Exploring molecular mechanisms of RNA-mediated gene regulation
Double-stranded RNA induces potent and specific gene silencing in a broad range of eukaryotic organisms through a pathway known as RNA interference (RNAi). RNAi begins with the processing of endogenous or introduced precursor RNA into micro-RNAs (miRNAs) and small interfering RNAs (siRNAs) 21-25 nucleotides in length by the enzyme Dicer. We previously determined the crystal structure of an intact Dicer enzyme, revealing how Dicer functions as a molecular ruler to measure and cleave duplex RNAs of a specific length. Current work focuses on the mechanism of a complex of proteins known as the RISC loading complex (RLC) which load miRNA into the endonuclease Argonaute. The RLC contains the enzyme Dicer as well as TRBP, an RNA-binding protein hypothesized to interact with miRNA and Dicer during RISC loading. We seek to determine the molecular underpinnings of these interactions, along with the role of TRBP in RISC loading.

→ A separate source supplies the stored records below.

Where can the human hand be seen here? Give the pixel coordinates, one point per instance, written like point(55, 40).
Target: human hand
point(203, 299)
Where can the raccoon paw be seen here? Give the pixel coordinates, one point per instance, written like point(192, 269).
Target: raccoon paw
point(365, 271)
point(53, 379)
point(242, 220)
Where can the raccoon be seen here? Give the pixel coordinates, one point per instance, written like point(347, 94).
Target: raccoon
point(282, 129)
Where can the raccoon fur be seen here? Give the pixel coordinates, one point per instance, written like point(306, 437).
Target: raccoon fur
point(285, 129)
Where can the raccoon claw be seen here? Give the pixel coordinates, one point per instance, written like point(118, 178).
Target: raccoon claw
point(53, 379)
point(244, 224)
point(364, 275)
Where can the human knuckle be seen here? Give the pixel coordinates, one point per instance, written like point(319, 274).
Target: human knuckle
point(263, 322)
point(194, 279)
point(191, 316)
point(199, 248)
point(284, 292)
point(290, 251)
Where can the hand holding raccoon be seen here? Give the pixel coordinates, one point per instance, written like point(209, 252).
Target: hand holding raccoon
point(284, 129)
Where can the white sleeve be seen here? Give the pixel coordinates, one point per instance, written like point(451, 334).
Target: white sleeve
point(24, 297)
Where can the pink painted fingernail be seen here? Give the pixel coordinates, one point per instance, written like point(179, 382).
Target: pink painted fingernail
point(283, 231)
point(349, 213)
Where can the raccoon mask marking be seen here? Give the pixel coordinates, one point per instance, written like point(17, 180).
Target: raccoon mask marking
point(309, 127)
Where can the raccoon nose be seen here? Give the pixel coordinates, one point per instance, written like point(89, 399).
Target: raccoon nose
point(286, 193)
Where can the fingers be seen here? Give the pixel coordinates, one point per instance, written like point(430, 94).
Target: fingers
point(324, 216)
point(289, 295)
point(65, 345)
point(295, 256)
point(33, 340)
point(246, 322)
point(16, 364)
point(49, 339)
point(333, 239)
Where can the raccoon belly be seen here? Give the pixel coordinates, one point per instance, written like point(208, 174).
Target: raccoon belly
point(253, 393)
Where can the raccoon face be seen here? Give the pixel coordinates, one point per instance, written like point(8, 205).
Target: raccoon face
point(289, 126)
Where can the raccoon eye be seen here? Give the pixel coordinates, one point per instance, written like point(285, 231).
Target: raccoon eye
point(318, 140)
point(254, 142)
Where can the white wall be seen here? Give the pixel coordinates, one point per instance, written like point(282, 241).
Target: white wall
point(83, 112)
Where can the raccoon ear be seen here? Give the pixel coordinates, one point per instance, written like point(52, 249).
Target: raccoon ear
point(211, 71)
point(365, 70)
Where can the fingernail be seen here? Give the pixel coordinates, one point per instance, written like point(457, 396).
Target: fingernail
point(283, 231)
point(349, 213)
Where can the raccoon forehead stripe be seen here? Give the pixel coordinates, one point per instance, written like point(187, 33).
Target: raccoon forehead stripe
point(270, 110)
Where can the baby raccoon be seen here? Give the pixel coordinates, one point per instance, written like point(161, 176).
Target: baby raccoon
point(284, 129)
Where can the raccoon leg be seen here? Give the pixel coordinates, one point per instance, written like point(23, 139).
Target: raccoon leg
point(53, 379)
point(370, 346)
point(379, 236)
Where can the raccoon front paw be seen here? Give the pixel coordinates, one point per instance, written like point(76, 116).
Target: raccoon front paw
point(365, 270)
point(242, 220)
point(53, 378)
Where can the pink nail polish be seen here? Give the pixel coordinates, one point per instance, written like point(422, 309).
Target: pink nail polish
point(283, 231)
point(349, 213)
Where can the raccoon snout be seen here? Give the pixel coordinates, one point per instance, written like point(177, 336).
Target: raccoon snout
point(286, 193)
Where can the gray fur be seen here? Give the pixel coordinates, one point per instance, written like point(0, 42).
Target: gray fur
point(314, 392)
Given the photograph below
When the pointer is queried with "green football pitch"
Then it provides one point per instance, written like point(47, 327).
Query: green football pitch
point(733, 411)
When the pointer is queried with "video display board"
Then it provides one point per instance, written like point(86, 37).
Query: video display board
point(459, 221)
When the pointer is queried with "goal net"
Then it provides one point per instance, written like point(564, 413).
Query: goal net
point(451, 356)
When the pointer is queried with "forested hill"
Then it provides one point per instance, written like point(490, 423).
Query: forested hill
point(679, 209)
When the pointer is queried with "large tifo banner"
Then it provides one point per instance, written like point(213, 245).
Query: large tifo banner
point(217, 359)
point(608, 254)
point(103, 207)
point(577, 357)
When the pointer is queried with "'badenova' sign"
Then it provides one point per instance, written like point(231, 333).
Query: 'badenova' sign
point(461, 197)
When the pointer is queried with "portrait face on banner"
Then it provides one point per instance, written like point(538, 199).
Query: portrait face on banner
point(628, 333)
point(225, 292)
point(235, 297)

While it is known how human Dicer precisely measures and cleaves RNA, the role of its helicase domain remains a mystery. Dicer’s helicase belongs to a family of dynamic proteins known to remodel RNA and RNA/protein complexes by unwinding or moving along RNA duplexes. Interestingly, there are hints that this domain is primarily required for the siRNA, but not the miRNA, pathway. Understanding how Dicer’s helicase domain functions could give key insights into Dicer's role in RNA interference and perhaps its involvement in other biological pathways. We are therefore also pursuing functional studies of the Dicer helicase domain in both siRNA/miRNA processing and RISC loading. (This work is supported by the NIH.)